The independent advisory committee on mathematics education (ACME) has developed a model for level 3 mathematics, ready for the review of UK qualifications in 2013
A major review of qualifications in the UK is planned for 2013, with resulting changes expected to be implemented in 2016. With this in mind, the independent advisory committee on mathematics education (ACME) is working on a project to develop a model for level 3 mathematics that will, among other aims: better prepare all post-16 learners for FE, HE, employment and life; and raise the proportion of 16-19-year olds not only studying mathematics but also other numerate degrees, and ensure that these students are better prepared for such study. (ACME was set up by the Royal Society and the Joint Mathematical Council of the UK in 2002.)

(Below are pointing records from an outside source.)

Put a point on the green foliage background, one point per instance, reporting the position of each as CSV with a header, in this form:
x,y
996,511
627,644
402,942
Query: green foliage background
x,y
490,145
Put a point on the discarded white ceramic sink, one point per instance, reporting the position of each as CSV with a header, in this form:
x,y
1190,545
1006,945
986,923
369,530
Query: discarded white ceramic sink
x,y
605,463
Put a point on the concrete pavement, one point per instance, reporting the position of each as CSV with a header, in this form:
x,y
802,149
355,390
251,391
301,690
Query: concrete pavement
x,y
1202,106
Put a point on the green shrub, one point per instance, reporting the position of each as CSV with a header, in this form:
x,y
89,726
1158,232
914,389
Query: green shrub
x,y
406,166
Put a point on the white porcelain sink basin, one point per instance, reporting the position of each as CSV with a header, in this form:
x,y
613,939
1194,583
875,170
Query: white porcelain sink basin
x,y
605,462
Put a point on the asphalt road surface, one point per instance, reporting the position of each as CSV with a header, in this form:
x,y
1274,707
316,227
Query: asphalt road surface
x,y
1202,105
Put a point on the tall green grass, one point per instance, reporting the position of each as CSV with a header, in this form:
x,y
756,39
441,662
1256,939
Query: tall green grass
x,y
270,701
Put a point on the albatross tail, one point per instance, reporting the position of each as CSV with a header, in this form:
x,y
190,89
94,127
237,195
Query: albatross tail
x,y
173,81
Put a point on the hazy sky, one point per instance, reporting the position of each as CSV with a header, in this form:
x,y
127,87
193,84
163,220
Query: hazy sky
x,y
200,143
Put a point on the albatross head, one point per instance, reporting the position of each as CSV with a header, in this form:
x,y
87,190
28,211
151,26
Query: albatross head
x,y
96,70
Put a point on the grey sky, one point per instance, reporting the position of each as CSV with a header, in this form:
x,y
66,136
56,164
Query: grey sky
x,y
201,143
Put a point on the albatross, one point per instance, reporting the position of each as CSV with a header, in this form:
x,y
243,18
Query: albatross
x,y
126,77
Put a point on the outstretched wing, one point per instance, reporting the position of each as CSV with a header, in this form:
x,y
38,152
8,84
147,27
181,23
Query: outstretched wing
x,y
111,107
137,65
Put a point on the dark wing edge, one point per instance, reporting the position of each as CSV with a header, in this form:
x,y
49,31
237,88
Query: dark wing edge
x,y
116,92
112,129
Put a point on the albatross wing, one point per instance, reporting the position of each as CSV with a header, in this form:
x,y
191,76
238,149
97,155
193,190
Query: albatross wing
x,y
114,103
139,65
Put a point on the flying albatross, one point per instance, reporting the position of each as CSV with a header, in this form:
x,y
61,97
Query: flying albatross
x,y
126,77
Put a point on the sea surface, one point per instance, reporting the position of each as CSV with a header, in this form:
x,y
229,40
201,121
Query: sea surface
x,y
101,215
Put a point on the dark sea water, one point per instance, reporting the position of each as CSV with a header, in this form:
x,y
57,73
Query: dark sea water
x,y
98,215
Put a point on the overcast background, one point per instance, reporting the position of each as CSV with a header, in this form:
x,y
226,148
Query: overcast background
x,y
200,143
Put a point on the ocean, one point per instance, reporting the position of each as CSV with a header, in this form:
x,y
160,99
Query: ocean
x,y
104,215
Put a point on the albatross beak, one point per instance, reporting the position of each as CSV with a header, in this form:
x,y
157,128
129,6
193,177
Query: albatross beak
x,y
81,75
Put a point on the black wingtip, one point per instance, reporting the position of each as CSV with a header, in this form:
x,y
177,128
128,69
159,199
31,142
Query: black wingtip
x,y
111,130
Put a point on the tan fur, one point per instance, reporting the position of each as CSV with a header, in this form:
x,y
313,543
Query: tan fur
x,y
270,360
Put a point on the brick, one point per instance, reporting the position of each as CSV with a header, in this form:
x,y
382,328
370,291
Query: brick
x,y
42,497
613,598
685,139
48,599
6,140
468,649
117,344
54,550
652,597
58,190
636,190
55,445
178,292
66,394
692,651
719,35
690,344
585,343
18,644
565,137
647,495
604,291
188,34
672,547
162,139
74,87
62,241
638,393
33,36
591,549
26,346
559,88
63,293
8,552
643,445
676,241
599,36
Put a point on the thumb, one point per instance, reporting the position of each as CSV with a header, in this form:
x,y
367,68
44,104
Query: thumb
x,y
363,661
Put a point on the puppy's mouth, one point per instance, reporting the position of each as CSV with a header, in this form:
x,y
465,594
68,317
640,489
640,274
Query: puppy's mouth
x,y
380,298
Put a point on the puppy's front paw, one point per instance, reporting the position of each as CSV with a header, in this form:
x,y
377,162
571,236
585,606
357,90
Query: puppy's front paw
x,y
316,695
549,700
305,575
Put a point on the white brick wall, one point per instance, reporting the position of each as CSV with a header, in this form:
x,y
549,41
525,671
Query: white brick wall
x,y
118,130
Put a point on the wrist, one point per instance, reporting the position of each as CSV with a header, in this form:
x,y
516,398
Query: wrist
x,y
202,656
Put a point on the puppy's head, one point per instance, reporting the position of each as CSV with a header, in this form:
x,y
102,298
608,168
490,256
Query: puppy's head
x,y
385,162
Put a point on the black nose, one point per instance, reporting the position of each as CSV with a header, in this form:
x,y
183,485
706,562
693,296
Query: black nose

In a consultation paper, Towards level 3 mathematics in 2016, ACME sets out three mathematical pathways and asks: 'Should mathematics/numeracy and English/communication simply be encouraged at this level or should they be compulsory?', and 'If the latter, what standard should learners be expected to achieve in these key subjects?'
Students moving onto one of the three pathways would be expected to have achieved level 2 GCSE maths. In brief, the proposed pathways are:
- pathway one - two hours/week over a two-year course. The content would cover much of level 2 maths but set in new contexts. Potential arts degree students would learn how to deal with mortgages, loans, estimations etc;
- pathway two - four hours/week over a two-year course. For students, for whom maths will be a substantial, but ancillary, part of their study. Students wanting to become technicians, for example, would fall into this category. Some of the content would be similar to the GCE AS/A-level use of mathematics, and use of statistics courses. There could be a synoptic component to the assessment and an extension project for the most able students;
- pathway three - six hours/week over two years. For students for whom mathematics will be central to their studies, ie students going on to do a degree in mathematics, the natural sciences, engineering or economics. This pathway would subsume the content of pathway two, but take a deeper and more abstract approach. Students who would currently take A-level maths and further maths would be expected to take this pathway. Assessment would include a synoptic element, an extension paper to challenge the most able, and the possibility of assessing additional content through the student's other subjects.
The RSC responds
According to the Royal Society of Chemistry (RSC), England and Wales are in the minority when compared to the rest of Europe in not making the study of maths compulsory for post-16 studies. The RSC comments, 'We believe mathematics is important in underpinning the chemical sciences, as well as to society as a whole.'
Universities, the RSC adds, are clearly of the opinion that GCSE-level mathematics is not a sufficient baseline for students studying a degree in chemistry. The RSC believes that for students wanting to pursue degree-level study in chemistry they would need to study mathematics to a minimum of the level indicated by pathway two.